RALENTISSEMENT DANS L’ALUMINIUM
 
MARIE TISON LA PRESSE
Les alumineries mettent un frein à leurs projets d’investissement au Québec en raison des conditions peu propices sur le marché de l’aluminium.
 
Alcoa reportera de trois ans la construction d’une série de cuves à son aluminerie de Baie-Comeau.
 
C’est la deuxième fois qu’Alcoa retarde ce projet. Il avait été annoncé en 2008, pour être reporté une première fois en mai 2011.
 
Alcoa ira toutefois de l’avant avec le démantèlement de ses deux dernières séries de cuves Söderberg. Il ne lui restera donc que deux séries de cuves qui font appel à une technologie plus récente que les cuves Söderberg, d’ici la construction d’une nouvelle série.
 
500 postes à éliminer
 
Alcoa éliminera 500 postes à l’aluminerie de Baie-Comeau au cours des deux prochaines années, mais elle devrait parvenir à ce résultat sans effectuer de mises à pied. L’attrition et les départs à la retraite devraient suffire à la tâche.
 
« La moyenne d’âge des employés tourne autour de 49 ou 50 ans », a expliqué la porte-parole de l’entreprise, Lysane Martel, dans une entrevue téléphonique avec La Presse Affaires.
 
Alcoa a fait savoir qu’elle réalisera quand même des travaux de 100 millions au cours des trois prochaines années pour notamment préparer la mise en place de la nouvelle série de cuves. La construction de cette nouvelle série nécessitera alors l’embauche de 100 employés.
 
En attendant, l’entreprise poursuivra la réfection de ses quais, un investissement total de 75 millions, pour être en mesure d’accueillir des navires plus gros, une fois la modernisation terminée.
 
La mairesse de Baie-Comeau, Christine Brisson, a déploré le report de la construction de la nouvelle série de cuves, mais elle s’est montrée rassurée par le fait qu’Alcoa ira de l’avant avec les travaux préparatoires.
 
« Cela montre que les travaux de modernisation sont toujours prioritaires pour eux », a-t-elle déclaré à La Presse Affaires.
 
Elle a ajouté que la disparition de 500 postes était prévue dans le plan initial d’Alcoa et qu’il ne s’agissait donc pas d’une surprise.
 
« Le grand défi, pour la ville de Baie-Comeau, sera de garder les retraités ici, a-t-elle déclaré.
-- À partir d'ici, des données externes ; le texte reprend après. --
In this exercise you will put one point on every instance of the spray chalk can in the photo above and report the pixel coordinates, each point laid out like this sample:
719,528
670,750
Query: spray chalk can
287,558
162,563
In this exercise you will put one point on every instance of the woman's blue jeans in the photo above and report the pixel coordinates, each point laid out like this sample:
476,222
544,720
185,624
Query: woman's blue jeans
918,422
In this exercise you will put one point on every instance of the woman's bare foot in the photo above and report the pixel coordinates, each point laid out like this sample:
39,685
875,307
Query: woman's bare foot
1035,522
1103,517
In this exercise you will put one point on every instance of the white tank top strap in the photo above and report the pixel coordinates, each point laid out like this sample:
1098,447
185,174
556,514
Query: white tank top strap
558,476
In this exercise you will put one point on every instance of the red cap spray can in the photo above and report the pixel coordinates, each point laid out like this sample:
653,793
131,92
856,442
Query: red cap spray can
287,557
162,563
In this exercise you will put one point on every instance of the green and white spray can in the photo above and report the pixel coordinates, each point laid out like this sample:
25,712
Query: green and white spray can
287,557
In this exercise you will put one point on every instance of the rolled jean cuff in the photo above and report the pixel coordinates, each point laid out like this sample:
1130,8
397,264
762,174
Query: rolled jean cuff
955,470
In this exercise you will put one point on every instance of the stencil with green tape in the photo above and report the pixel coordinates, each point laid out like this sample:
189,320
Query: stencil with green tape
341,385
Nous avons travaillé très fort au cours des dernières années pour embellir notre ville et investir énormément au niveau de la culture et des loisirs. »
 
Alcoa a pu reporter de trois ans ses travaux de modernisation grâce à une autorisation du gouvernement du Québec. Le gouvernement a accordé la même flexibilité à Rio Tinto Alcan, qui pourra ainsi revoir l’échéancier de son propre programme d’investissements de 2,1 milliards.
 
L’entreprise doit notamment réaliser deux nouvelles phases de développement à son Centre technologie AP60, à Arvida, et procéder à l’agrandissement de son usine d’Alma.
 
Trois ans pour repousser l’échéancier
 
La porte-parole de Rio Tinto Alcan, Claudine Gagnon, a indiqué que l’entreprise n’avait pas encore déterminé l’ampleur des délais. « Nous avons jusqu’à trois ans pour repousser notre échéancier », a-t-elle déclaré à La Presse Affaires.
 
Elle a souligné que Rio Tinto Alcan avait également obtenu la permission de prolonger de deux ans les activités de l’usine d’Arvida. En vertu de normes environnementales plus sévères, cette usine devait cesser ses activités avant la fin de 2014.
 
« Ça va permettre de maintenir des emplois », a fait valoir Mme Gagnon.
 
Si cette nouvelle en provenance de Rio Tinto Alcan risque de chagriner les environnementalistes, Alcoa a de bonnes nouvelles pour eux. La mise hors service des deux dernières séries de cuves Söderberg à l’aluminerie de Baie-Comeau permettra de réduire de 40 % les émissions de gaz à effet de serre de cette usine.
 
Le prix de l’aluminium au LME (London Metal Exchange) tourne actuellement autour de 1800 $US la tonne métrique, alors qu’il se situait à 2596 $US en mai 2011 et à 3291 $US en mai 2008.